Quando entra nel vivo del racconto, il film si allontana da una prospettiva lineare e si apre in molte direzioni diverse, che sono poi direzioni di ricerca. Ricerca del proprio creatore, il fabbricante di bambole; ricerca di comprensione e affetto in un rapporto emotivo e sessuale di amore e morte che ammicca a Nagisa Oshima; ricerca del sé negli altri e di altri hollow men in mezzo agli uomini (ma tutti lo siamo, ricorda un anziano signore che sta per varcare i confini della vita). Un’umanità alienata dalla quale Nozomi emerge in virtù della propria ingenuità radicale. Lei è ingenua nel senso comune del termine, di creatura semplice e innocente. Ma soprattutto nel suo senso etimologico: in-geno, generato dall’interno. Nozomi è il prodotto di una cultura e di una società globali da cui è impossibile esternarsi. Allo stesso tempo lei paradossalmente non può che esistere al di fuori di essa in quanto straniera, mostro incompleto, scheggia antropologica impazzita: nella propria natura ibrida, la bambola viva si fa testimone perfetta di un orrore strisciante. Frankenstein di plastica, ritratto con tinte vivaci in ambienti inondati di luce. Horror vacui, horror pleni: l’aria che entra ed esce dalla valvola sul suo ombelico e che le provoca il primo orgasmo, proprio nel momento in cui rischia di morire…
Nessuna ricognizione di Air Doll sarebbe completa senza una menzione del modo particolare con cui viene rappresentato l’impossibile e l’inverosimile. La prima trasformazione della bambola in carne ed ossa è da brividi, a metà tra verosimiglianza e palese finzione; riesce a coinvolgere e a distanziare lo spettatore allo stesso tempo, instaurando uno sguardo critico che persisterà su tutta la narrazione. I movimenti della bambola quando viene gonfiata sono quelli, intensi quanto grotteschi, di un amplesso, mentre la sua leggerezza è resa attraverso una “danza tra i pianeti” di cartapesta e piedi che saltellano in una stanza: kitsch poetico che, se vogliamo, è una delle tracce soggiacenti all’intera operazione. Lo potremmo definire un esercizio di estetica del vuoto, nel quale i silenzi e le grandi campiture d’aria sostituiscono il rumore e il realismo e si fanno pura poesia dell’immagine.

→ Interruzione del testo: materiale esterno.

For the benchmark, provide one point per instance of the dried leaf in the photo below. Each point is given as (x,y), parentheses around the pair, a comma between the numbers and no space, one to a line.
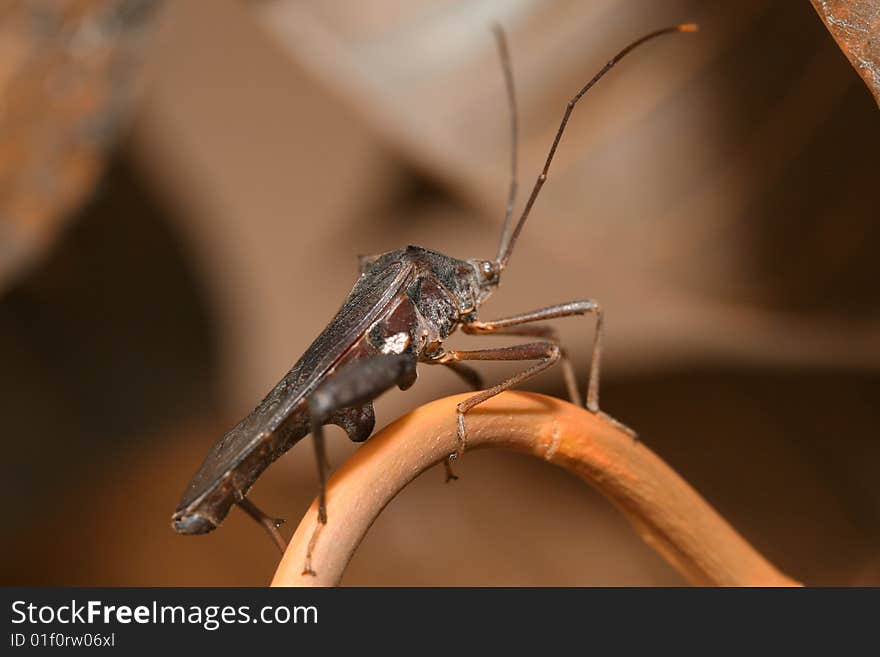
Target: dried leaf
(855,25)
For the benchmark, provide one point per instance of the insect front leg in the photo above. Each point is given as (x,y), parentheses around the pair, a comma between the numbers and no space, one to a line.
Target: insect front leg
(506,326)
(547,353)
(517,325)
(550,334)
(352,386)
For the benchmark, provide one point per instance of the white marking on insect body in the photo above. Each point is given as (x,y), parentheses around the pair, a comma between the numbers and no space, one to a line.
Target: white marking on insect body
(396,343)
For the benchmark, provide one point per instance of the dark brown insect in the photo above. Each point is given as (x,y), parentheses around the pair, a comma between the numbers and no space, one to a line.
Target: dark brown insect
(402,308)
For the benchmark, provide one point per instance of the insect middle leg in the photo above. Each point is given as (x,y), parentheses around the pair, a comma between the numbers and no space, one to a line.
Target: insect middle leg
(547,353)
(518,325)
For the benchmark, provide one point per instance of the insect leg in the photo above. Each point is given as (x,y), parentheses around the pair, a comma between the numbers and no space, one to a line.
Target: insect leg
(354,384)
(550,334)
(505,326)
(546,353)
(468,374)
(268,522)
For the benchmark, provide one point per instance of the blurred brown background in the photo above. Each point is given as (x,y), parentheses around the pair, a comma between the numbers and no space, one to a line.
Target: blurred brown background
(185,189)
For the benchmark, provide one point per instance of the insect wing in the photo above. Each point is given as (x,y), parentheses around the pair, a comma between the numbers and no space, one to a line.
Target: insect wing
(369,298)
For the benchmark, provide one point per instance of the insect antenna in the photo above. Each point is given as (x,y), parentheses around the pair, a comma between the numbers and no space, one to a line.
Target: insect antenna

Gli effetti in CG che l’autore dispiega sono invece molto limitati, ma hanno precisi riferimenti iconografici: nel volo del dente di leone si può rintracciare un evidente richiamo al Forrest Gump di Zemeckis e alla stessa leggerezza critica di uno sguardo che si accosta, con ingenuo (di Nozomi) e ironico (di Kore-Eda) distacco, al mondo. Il film soffre di alcuni problemi che lo rendono inferiore alle opere più felici di Kore-Eda. La durata eccessiva e un certo schematismo appesantiscono, in definitiva, il risultato finale. Eppure, nonostante gli oggettivi difetti, Air Doll affascina e incanta con una storia che intreccia felicemente Pinocchio e filosofia giapponese, appunto sociale e piacere dell’immagine.